3 Nursing Steps to Providing Evidence-Based Practice



Nursing is an art and a science. It is a delicate dance we do because we are passionate about getting a patient from a state of sickness to wellness. Evidence-Based Practice or EBP incorporates both the art and science of nursing. EBP is a solutions-based approach to delivering care that uses best-practice data and clinical expertise to provide patient care. The EBP process considers the patient's values and preferences that help ensure the plan will be effective. You may be utilizing EBP daily without knowing it. Still, I encourage you to continue reading so you can improve your practice and provide EBP in every aspect of your care.


1. Establish an Article Review Group


You may have noticed the word data in the description of EBP. The data used to treat patients comes from the literature. Suppose you work in a long-term care facility or on a specialized hospital unit. In that case, you need to know the latest research on how to care for your population.

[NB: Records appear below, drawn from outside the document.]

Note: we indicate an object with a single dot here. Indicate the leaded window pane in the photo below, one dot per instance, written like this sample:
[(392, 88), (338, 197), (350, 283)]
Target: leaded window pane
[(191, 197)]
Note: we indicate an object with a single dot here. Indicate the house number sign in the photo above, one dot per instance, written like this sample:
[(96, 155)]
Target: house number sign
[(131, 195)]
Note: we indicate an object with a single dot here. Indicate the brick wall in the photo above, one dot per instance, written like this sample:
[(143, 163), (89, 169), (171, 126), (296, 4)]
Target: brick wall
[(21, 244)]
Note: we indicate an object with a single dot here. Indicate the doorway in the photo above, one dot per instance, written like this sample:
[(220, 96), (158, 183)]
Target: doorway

This research will influence policies your facility uses to care for your patients. It may also affect the physician or nurse practitioner's plan of care for the patient. Therefore, you should know the latest research so that you are not caught off guard on the orders you are receiving. Being up to date with research became especially important during the pandemic. At the beginning of the pandemic, orders were given for Plaquenil. Still, as research evolved now, many patients are receiving monoclonal antibody treatment. Establishing a monthly group to discuss the latest research articles can enhance the group's knowledge and improve patient care.


2. Where is the Research?


When looking for research, you want to use reputable sources. These sources are readily available online. Some are free, and some are paid. You need to use only reputable sources for your research. Therefore, doing a google search is not sufficient because the articles you may find are from the wrong source. Good sources are scholarly works done by journals, not opinion articles written by the New York Times and the like. Use google scholar, not a regular google search.

My favorite paid sources for research are UpToDate and Medscape. You can get discounts for organizations, and a student discount is available. UpToDate and Medscape does all the hard work for you. They compile the best research and put it in one location that is easy to access. Additionally, the information is easy to read. Reading research articles can be daunting and overwhelming with all the statistics used. I encourage you to try these paid options. They are also accessible on your smartphone.

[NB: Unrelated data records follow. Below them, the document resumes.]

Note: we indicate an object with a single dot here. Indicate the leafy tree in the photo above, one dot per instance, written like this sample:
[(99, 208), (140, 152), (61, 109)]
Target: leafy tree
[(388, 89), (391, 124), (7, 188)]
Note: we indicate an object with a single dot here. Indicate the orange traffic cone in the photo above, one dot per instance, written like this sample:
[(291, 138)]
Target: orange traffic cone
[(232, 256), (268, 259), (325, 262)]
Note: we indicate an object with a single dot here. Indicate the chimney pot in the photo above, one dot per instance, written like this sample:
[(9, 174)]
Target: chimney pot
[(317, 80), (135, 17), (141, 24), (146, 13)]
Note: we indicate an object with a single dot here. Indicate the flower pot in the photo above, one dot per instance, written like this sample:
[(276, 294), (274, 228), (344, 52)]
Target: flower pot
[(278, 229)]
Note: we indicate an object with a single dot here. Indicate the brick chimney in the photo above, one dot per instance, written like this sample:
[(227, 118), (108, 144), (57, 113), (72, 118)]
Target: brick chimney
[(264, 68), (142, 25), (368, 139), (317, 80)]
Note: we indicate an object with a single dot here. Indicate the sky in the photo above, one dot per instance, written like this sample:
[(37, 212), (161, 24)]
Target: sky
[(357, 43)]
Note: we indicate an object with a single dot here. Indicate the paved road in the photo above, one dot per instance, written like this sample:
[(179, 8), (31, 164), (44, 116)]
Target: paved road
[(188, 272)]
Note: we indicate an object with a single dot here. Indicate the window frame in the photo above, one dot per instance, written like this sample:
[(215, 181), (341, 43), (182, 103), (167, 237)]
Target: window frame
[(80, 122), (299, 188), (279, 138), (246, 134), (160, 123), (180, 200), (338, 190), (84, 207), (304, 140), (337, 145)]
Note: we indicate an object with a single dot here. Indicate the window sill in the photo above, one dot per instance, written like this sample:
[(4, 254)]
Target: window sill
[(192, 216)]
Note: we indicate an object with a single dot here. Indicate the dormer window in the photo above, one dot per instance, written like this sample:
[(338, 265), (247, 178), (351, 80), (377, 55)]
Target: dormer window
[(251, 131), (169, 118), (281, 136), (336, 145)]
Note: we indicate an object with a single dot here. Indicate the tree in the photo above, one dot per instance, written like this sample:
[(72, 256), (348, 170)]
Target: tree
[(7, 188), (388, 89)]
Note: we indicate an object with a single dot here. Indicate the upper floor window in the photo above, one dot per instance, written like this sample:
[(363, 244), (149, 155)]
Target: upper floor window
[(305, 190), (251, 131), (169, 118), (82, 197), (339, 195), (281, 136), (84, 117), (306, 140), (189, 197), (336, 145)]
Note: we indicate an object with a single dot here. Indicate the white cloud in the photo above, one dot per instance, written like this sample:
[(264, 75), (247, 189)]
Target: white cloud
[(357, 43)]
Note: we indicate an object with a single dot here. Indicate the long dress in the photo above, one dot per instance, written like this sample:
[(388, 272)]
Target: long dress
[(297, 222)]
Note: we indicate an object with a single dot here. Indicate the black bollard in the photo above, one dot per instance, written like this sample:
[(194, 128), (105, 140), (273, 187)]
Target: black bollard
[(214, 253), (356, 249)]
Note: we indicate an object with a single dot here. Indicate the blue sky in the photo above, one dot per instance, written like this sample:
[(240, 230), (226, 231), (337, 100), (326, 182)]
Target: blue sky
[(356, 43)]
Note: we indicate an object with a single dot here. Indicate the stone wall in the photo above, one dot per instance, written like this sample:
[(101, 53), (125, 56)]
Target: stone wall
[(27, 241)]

I love free, don't you? Free options to find research are government-run organizations such as the Agency for Healthcare and Research Quality, the Centers for Disease Control and Prevention, and the National Institute for Health. Other websites have clinical guidelines for a specific disease, such as the Global Initiative for Chronic Obstructive Lung disease https://goldcopd.org/ and the American Diabetic Association for diabetes information https://professional.diabetes.org/content-page/practice-guidelines-resources.


3. Ask


Suppose you are entering a new specialty and are unsure where to find the evidence to support how you are treating the patients in your care. In that case, you need to reach out to the education department, your manager, or your colleagues to find out where they get the data to support the treatment of these patients. I am excited for you to start new programs at your institution that support EBP. Happy researching!